The glibc implementation[0] uses Enhanced REP MOVSB when the array is long enoug...

JoshTriplett · on Jan 9, 2021

> The glibc implementation[0] uses Enhanced REP MOVSB when the array is long enough. It takes a few cycles to start up the ERMS feature, so it's only used on longer arrays.

That isn't true anymore either, on sufficiently recent processors with "Fast Short REP MOVSB (FSRM)". If the FSRM bit is set (which it is on Ice Lake and newer), you can just always use REP MOVSB.

jabl · on Jan 9, 2021

Still waiting for the "Yes, This Time We Really Mean It Fast REP MOVSB" (YTTWRMIFRM) bit.
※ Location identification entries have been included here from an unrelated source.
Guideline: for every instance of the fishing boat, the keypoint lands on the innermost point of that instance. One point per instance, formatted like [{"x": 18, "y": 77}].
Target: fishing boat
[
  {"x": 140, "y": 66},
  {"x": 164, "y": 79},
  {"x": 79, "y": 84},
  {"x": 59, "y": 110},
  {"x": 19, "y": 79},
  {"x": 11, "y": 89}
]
More seriously, if REP MOVSB can be counted on always being the fastest method that's fantastic. One thing that easily gets forgotten in microbenchmarking is I$ pollution by those fancy unrolled SIMD loops with 147 special cases.

magicalhippo · on Jan 9, 2021

Ever since reading the advice to avoid these CISC-y instructions (IIRC right back to the first Pentium), I've been wondering why.

Like what made them not implement the best possible microcode for that?

I mean sure for very short loops I guess I can see unrolling being faster than accessing microcode, but yeah.